I am still very new at this, but I learned one thing early on - you can't hurry up & learn a complicated process so that you can quickly make a lot of money while precious metals are selling at record highs. If you take the necessary time to learn it correctly, you can still profit regardless of what happens to prices, within reason.

A VERY wise investment would be lazersteve's "How To ..." DVDs, available from his website, as well as GoldSilverPro's electronic book on processing gold & silver scrap. We are not demanding that you buy something before we'll help you. These are just very valuable tools which will pay for themselves many times over.

Look up Harold_V's posts that give specific and tested instructions. He was able to retire at 54 years of age because of his learned skills in refining, and he graciously shares his knowledge here.

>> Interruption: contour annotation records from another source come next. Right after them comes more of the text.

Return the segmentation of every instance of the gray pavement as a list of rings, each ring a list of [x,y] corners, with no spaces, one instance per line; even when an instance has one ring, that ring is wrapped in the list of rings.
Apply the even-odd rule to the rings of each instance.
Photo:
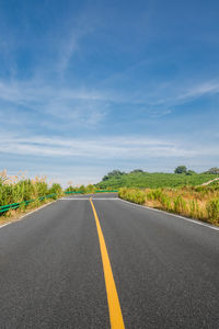
[[[0,328],[111,327],[90,196],[0,228]],[[116,194],[93,203],[126,328],[219,328],[219,231]]]

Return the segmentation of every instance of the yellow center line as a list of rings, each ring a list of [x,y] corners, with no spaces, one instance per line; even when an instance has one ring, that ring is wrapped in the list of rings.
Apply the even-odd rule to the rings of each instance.
[[[102,262],[103,262],[103,272],[105,277],[105,286],[106,286],[106,295],[108,300],[108,311],[110,311],[110,320],[111,320],[111,328],[112,329],[125,329],[123,315],[120,310],[120,304],[118,300],[118,294],[116,291],[115,281],[113,277],[113,271],[111,268],[111,261],[108,258],[104,236],[102,232],[101,224],[94,207],[94,204],[92,202],[92,198],[90,197],[90,203],[93,209],[93,215],[95,218],[96,229],[99,234],[99,241],[100,241],[100,248],[101,248],[101,256],[102,256]]]

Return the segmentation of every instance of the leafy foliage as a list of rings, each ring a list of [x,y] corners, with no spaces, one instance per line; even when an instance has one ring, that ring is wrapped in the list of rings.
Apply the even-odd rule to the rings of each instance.
[[[119,188],[177,188],[186,185],[200,185],[207,181],[215,179],[216,174],[204,174],[194,173],[193,171],[187,171],[186,173],[163,173],[163,172],[141,172],[131,171],[129,173],[107,175],[97,183],[95,186],[97,189],[119,189]]]
[[[219,226],[218,186],[119,190],[119,197]]]

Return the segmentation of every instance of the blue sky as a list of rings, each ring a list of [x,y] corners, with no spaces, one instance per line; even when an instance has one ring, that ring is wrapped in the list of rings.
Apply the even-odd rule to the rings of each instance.
[[[219,166],[219,2],[0,0],[0,169]]]

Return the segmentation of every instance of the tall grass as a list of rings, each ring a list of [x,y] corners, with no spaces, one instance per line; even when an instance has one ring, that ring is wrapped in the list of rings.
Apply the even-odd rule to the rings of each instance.
[[[197,218],[219,226],[219,184],[178,189],[119,190],[119,197],[151,207]]]
[[[49,186],[45,177],[35,177],[31,180],[24,173],[9,177],[5,170],[0,172],[0,206],[30,200],[37,201],[38,197],[51,193],[57,193],[54,198],[59,197],[62,194],[61,186],[56,183]]]

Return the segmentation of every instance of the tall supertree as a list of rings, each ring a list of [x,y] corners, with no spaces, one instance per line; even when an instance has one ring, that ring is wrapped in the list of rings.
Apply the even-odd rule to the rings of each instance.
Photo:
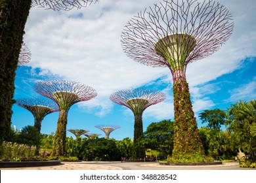
[[[113,125],[96,125],[95,127],[98,128],[103,131],[106,134],[106,139],[110,139],[110,133],[117,129],[121,127],[121,126],[113,126]]]
[[[60,108],[57,129],[53,146],[53,155],[65,156],[65,142],[68,112],[79,102],[95,97],[96,91],[91,87],[76,82],[62,80],[41,80],[34,85],[38,93],[55,101]]]
[[[230,37],[228,10],[212,0],[166,0],[138,13],[125,26],[121,47],[128,57],[167,67],[173,80],[173,157],[203,155],[190,101],[186,69],[216,51]]]
[[[0,1],[0,140],[7,139],[14,103],[14,79],[24,27],[32,6],[57,10],[87,7],[97,0]]]
[[[41,123],[45,116],[59,110],[56,103],[42,99],[18,99],[16,100],[16,104],[32,113],[35,118],[34,127],[39,132],[41,131]]]
[[[74,8],[79,9],[87,7],[97,0],[33,0],[33,7],[41,7],[54,10],[70,10]]]
[[[100,136],[101,134],[100,134],[100,133],[85,133],[85,134],[83,134],[83,135],[88,137],[89,139],[94,139],[96,137]]]
[[[123,90],[110,95],[110,100],[117,104],[130,108],[135,117],[133,142],[143,134],[142,114],[148,107],[164,101],[165,95],[161,92],[154,92],[149,89]],[[133,150],[133,158],[143,158],[144,152],[141,148]]]
[[[81,135],[84,135],[85,133],[89,132],[89,130],[86,129],[68,129],[68,131],[70,133],[72,133],[74,135],[75,135],[75,137],[81,137]]]

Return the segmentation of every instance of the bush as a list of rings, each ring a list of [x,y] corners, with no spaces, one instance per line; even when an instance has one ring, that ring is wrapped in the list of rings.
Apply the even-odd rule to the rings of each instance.
[[[0,161],[22,161],[35,156],[36,147],[3,141],[1,144]]]
[[[114,139],[87,139],[83,144],[79,159],[85,161],[119,160],[119,152]]]
[[[213,162],[214,159],[211,157],[202,156],[200,154],[192,155],[180,155],[175,157],[168,156],[166,159],[167,163],[200,163],[200,162]]]

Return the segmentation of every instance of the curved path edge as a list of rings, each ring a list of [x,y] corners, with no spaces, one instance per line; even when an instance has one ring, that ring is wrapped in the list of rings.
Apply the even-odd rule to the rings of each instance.
[[[43,167],[59,165],[61,161],[58,160],[43,161],[4,161],[0,162],[0,168],[6,167]]]

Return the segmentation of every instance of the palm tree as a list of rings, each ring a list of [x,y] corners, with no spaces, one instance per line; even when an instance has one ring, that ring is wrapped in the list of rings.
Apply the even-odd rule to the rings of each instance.
[[[228,110],[228,129],[234,131],[240,147],[256,161],[256,100],[240,101]]]

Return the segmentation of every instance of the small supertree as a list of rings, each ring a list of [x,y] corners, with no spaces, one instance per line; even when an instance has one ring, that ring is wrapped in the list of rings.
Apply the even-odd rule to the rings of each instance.
[[[75,137],[80,137],[82,135],[84,135],[85,133],[89,132],[89,130],[85,129],[68,129],[68,131],[70,133],[72,133],[74,135],[75,135]]]
[[[34,127],[39,132],[41,131],[41,123],[45,116],[59,110],[56,103],[42,99],[18,99],[16,100],[16,104],[32,113],[35,118]]]
[[[31,58],[30,50],[25,43],[22,43],[18,57],[18,66],[22,66],[30,62]]]
[[[96,137],[100,136],[101,134],[100,134],[100,133],[85,133],[85,134],[83,134],[83,135],[88,137],[89,139],[93,139]]]
[[[143,134],[142,114],[148,107],[164,101],[165,95],[161,92],[154,92],[149,89],[123,90],[110,95],[114,103],[125,106],[130,108],[135,117],[133,142]],[[133,158],[142,158],[144,150],[140,148],[134,150]]]
[[[78,102],[95,97],[97,93],[93,88],[87,85],[62,80],[38,81],[35,84],[34,90],[38,93],[54,101],[60,108],[57,129],[53,145],[53,154],[64,156],[69,109]]]
[[[110,139],[110,135],[111,132],[113,131],[119,129],[121,127],[121,126],[113,126],[113,125],[96,125],[95,127],[98,128],[103,131],[106,134],[106,139]]]
[[[127,55],[141,63],[167,67],[173,80],[173,157],[203,155],[190,101],[186,69],[217,51],[230,37],[228,10],[211,0],[165,0],[138,13],[121,33]]]
[[[32,0],[33,7],[41,7],[54,10],[70,10],[74,8],[79,9],[87,7],[98,0]]]

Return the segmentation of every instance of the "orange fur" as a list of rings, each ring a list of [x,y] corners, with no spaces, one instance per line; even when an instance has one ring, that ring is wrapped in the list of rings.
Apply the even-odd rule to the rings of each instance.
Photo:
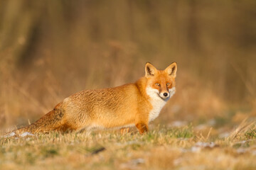
[[[136,83],[75,94],[36,122],[14,132],[36,133],[135,125],[142,134],[149,130],[149,121],[157,117],[161,105],[169,99],[163,96],[166,95],[164,93],[170,96],[171,89],[174,89],[176,69],[176,63],[164,70],[157,70],[146,63],[145,76]]]

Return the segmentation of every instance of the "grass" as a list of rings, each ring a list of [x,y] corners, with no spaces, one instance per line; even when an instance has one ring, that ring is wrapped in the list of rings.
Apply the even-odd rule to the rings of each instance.
[[[40,134],[0,140],[1,169],[255,169],[256,140],[203,136],[192,125]],[[234,132],[235,131],[234,130]],[[231,133],[233,134],[233,133]]]

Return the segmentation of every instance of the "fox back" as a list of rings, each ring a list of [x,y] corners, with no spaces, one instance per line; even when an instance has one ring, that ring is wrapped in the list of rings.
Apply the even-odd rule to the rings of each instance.
[[[176,71],[176,62],[164,70],[158,70],[146,63],[145,76],[137,82],[75,94],[31,125],[13,132],[125,128],[135,125],[142,134],[149,130],[149,123],[159,115],[174,94]]]

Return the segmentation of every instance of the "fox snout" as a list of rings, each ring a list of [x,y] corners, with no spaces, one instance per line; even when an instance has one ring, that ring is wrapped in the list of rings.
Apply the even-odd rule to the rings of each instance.
[[[169,89],[169,91],[161,91],[159,96],[163,99],[166,99],[171,98],[175,94],[176,89],[175,87]]]
[[[170,96],[169,93],[167,91],[159,93],[159,95],[160,95],[160,97],[163,99],[166,99],[166,98],[169,98]]]

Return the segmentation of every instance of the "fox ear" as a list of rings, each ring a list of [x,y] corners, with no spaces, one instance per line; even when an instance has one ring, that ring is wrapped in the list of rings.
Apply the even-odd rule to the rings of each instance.
[[[172,76],[175,78],[176,76],[177,64],[176,62],[171,63],[164,71],[167,72],[169,76]]]
[[[146,63],[145,76],[154,76],[156,73],[157,69],[149,62]]]

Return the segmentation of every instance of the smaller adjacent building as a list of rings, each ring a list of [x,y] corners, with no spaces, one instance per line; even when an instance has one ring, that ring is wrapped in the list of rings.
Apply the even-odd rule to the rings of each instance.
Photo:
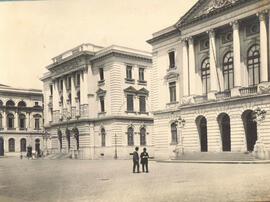
[[[151,53],[87,43],[52,61],[41,78],[52,152],[97,159],[151,151]]]
[[[0,156],[44,149],[42,100],[41,90],[0,84]]]

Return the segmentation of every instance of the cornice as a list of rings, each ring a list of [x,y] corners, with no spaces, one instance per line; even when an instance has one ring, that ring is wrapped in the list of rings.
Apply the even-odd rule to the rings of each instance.
[[[149,43],[149,44],[153,44],[153,43],[155,43],[155,42],[157,42],[157,41],[160,41],[160,40],[162,40],[162,39],[171,37],[171,36],[176,35],[176,34],[179,34],[179,36],[180,36],[180,31],[179,31],[178,29],[175,29],[175,30],[166,32],[166,33],[164,33],[164,34],[161,34],[161,35],[159,35],[159,36],[157,36],[157,37],[154,37],[154,38],[152,38],[152,39],[147,40],[146,42]]]

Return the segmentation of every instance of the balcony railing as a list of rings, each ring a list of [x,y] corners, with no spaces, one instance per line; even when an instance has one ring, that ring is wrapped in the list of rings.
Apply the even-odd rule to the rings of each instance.
[[[80,116],[83,118],[88,117],[88,104],[80,106]]]
[[[194,97],[194,101],[195,103],[207,102],[207,96],[206,95],[196,96]]]
[[[225,99],[225,98],[230,98],[230,97],[231,97],[231,91],[229,91],[229,90],[216,93],[216,98],[218,100]]]
[[[245,87],[241,88],[239,91],[242,96],[253,95],[257,93],[258,87],[257,86]]]

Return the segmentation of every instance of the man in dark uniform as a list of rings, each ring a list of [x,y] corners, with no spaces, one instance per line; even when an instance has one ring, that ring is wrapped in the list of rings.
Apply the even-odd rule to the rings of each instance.
[[[135,151],[133,152],[133,173],[135,173],[135,168],[136,167],[137,167],[137,173],[140,172],[138,150],[139,150],[139,147],[136,147]]]
[[[147,173],[148,173],[148,158],[149,158],[149,155],[146,152],[146,148],[143,148],[143,152],[141,153],[141,164],[142,164],[143,172],[144,172],[144,166],[145,166]]]

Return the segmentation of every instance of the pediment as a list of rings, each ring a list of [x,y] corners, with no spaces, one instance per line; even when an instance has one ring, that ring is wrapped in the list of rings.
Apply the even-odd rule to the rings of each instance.
[[[177,80],[179,76],[179,73],[177,72],[169,72],[164,79],[169,81],[169,80]]]
[[[141,88],[140,90],[138,90],[137,92],[138,94],[143,94],[143,95],[148,95],[149,91],[145,88]]]
[[[234,6],[240,3],[241,0],[198,0],[197,3],[176,23],[176,26],[181,27],[201,17],[212,15],[215,11],[222,8]]]
[[[128,88],[124,89],[124,91],[126,93],[134,93],[134,94],[137,93],[137,90],[134,87],[132,87],[132,86],[129,86]]]
[[[97,95],[104,95],[106,93],[106,90],[99,88],[96,93]]]

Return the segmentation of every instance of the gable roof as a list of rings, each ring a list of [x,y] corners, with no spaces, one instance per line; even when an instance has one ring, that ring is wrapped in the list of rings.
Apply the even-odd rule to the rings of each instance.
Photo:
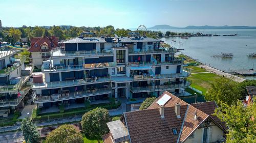
[[[46,45],[49,46],[49,51],[51,51],[52,48],[55,48],[58,47],[58,37],[54,36],[47,37],[46,36],[42,37],[32,37],[31,38],[31,46],[28,49],[30,52],[39,52],[41,51],[41,46]],[[51,46],[52,44],[53,44],[53,47]],[[37,45],[37,47],[35,47]]]

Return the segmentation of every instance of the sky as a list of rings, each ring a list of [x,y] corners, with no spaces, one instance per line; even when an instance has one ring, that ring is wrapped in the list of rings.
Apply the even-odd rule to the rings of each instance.
[[[256,26],[255,0],[0,0],[3,26]]]

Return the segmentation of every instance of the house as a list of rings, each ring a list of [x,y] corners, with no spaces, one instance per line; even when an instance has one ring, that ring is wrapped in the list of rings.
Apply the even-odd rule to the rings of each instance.
[[[31,46],[28,51],[31,52],[33,64],[41,68],[42,62],[49,60],[50,51],[58,46],[59,38],[54,36],[31,38]]]
[[[183,60],[175,58],[176,49],[160,47],[162,41],[135,33],[129,37],[81,33],[52,49],[49,60],[43,62],[43,82],[32,87],[38,107],[158,97],[165,90],[181,94],[190,85],[190,73],[183,70]]]
[[[212,115],[215,101],[188,104],[165,91],[147,109],[126,112],[108,123],[104,143],[214,142],[224,140],[225,123]]]

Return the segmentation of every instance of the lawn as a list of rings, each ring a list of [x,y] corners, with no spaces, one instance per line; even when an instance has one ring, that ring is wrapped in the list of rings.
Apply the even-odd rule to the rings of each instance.
[[[197,66],[188,66],[186,68],[190,69],[191,73],[198,73],[198,72],[208,72],[204,69],[202,69],[201,67],[198,67]]]
[[[191,87],[203,92],[205,95],[211,83],[221,77],[211,73],[192,74],[187,78],[192,81]]]

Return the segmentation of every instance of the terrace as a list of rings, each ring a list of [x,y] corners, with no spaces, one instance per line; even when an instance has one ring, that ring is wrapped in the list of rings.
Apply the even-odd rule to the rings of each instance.
[[[111,93],[111,88],[89,89],[86,91],[70,92],[68,94],[54,94],[51,96],[41,96],[35,94],[33,96],[33,100],[35,103],[52,102],[76,98],[81,98]]]

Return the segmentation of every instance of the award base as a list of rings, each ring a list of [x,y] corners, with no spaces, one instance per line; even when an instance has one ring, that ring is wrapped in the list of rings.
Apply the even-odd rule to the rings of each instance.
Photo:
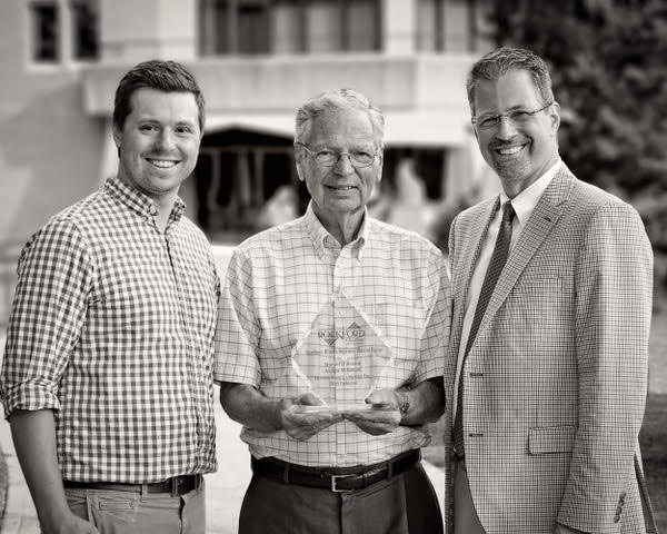
[[[391,412],[398,411],[394,406],[385,404],[323,404],[319,406],[309,405],[296,405],[291,409],[296,414],[331,414],[331,415],[346,415],[346,414],[372,414],[375,412]]]

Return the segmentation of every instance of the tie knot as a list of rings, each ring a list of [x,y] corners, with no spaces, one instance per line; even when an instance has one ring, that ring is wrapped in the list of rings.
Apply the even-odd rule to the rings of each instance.
[[[502,205],[502,222],[511,222],[515,217],[514,206],[511,201],[507,201]]]

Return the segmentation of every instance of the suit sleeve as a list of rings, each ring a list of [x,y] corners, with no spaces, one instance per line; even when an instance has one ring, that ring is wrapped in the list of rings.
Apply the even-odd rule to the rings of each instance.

Please take this advice in the spirit it is offered - we are here to help you, but you must first do your homework, too.

I wish you luck & success in your venture & please keep us up to date on how you are progressing.
dtectr


----------



## amon13 (Feb 17, 2011)

dtectr said:


> qst42know said:
> 
> 
> > amon13 said:
> ...



Ok thank you guys after watching the dvds of steve and reading Refining Precious Metal Wastes C[1][1].M Hoke and some useful post in the forum i realised that i must learn more before do anything .
Nobody is born with knowledge.
I am so glad that you are here and helping people who want to know thanks again.(sorry for my english)

greetings from Bulgaria


----------



## amon13 (Feb 17, 2011)

I think that i must start with removing Solder Mask -now i know how :lol:


----------



## dtectr (Feb 17, 2011)

You have a good attitude & patience. If you have a place to store them, why not collect the PCBs for now. You can learn by processing different parts as you become more familiar with individual processes. I am helping a friend of mine process PCBs he picked out of the trash 18 years ago! People thought he was crazy when gold was$360 USD/ounce. Now thats it is nearly $1400 USD, all of a sudden he is much smarter!

good luck & let us know how we can help.
sincerely
dtectr


----------